Budidaya jamur tiram memiliki prospek ekonomi yang  baik. Jamur tiram merupakan salah satu produk komersial dan dapat dikembangkan dengan teknik yang sederhana. Selain itu, konsumsi masyarakat akan jamur tiram cukup tinggi, sehingga produksi jamur tiram mutlak diperlukan dalam skala besar.
Jamur tiram tumbuh pada serbuk kayu, khususnya yang memiliki serat lunak seperti jenis kayu albasiah. Suhu optimum untuk pertumbuhan tubuh buah jamur tiram adalah 20 – 28°C, dengan kelembaban 80 – 90 %. Pertumbuhan jamur tiram membutuhkan cahaya matahari tidak langsung, aliran udara yang baik, dan tempat yang bersih.
Latar Belakang
Pemilihan bentuk usaha budidaya jamur tiram ini dilatarbelakangi oleh :
·        Budidaya jamur tiram memiliki prospek ekonomi yang baik. Pasar jamur tiram yang telah jelas serta permintaan pasar yang selalu tinggi memudahkan para pembudidaya memasarkan hasil produksi jamur tiram.
·        Jamur tiram merupakan salah satu produk komersial dan dapat dikembangkan dengan teknik yang sederhana. Bahan baku yang dibutuhkan tergolong bahan yang murah dan mudah diperoleh seperti serbuk gergaji, dedak dan kapur, sementara proses budidaya sendiri tidak membutuhkan berbagai pestisida atau bahan kimia lainnya.
·        Membuka lapangan pekerjaan bagi masyarakat sekitar pertanian jamur tiram.
·        Media pembelajaran yang bertanggung jawab bagi penulis dalam memasuki dunia bisnis.
Visi
Menjadi industri budidaya jamur tiram yang memenuhi kebutuhan jamur tiram dalam negeri khususnya daerah Semarang sekitarnya dan Indonesia pada umumnya.
Misi
  • Memperkenalkan jamur tiram secara luas kepada masyarakat melalui pendekatan kualitas (cita rasa, mutu dan kesegaran) dan pendekatan pelayanan konsumen.
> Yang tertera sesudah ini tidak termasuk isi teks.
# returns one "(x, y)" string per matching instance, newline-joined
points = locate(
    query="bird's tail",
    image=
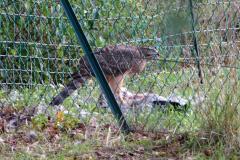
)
(67, 91)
  • Membuka pelatihan budidaya jamur tiram kepada masyarakat secara luas
  • Mensosialisasikan manfaat jamur tiram bagi kesehatan masyarakat sekitar Bandung pada khususnya dan Indonesia pada umumnya.


ANALISIS PASAR
Deskripsi produk
Produk jamur tiram yang dihasilkan berupa :
·        Jamur Tiram segar
·        Produk turunan Jamur Tiram seperti kripik jamur, jamur goreng tepung, jamur siap masak dalam kemasan plastik, dll.
Prospek Pasar
Hampir semua petani jamur tiram memiliki hubungan dengan pedagang yang siap menerima hasil produksi jamur tiram dari petani dengan harga yang cukup tinggi bila dibandingkan dengan tanaman sayuran lainnya. Hal ini diperkuat dengan beberapa alasan sebagai berikut:
  1. Permintaan jamur tiram di daerah Semarang dan sekitarnya mencapai 7 -10 ton /hari. Adapun produksi jamur tiram baru mencapai 2,5 – 3 ton /hari. Ini berarti terdapat gap sebesar 4 – 7 ton/hari, yang sedikitnya dapat diisi dalam rencana budidaya jamur tiram ini.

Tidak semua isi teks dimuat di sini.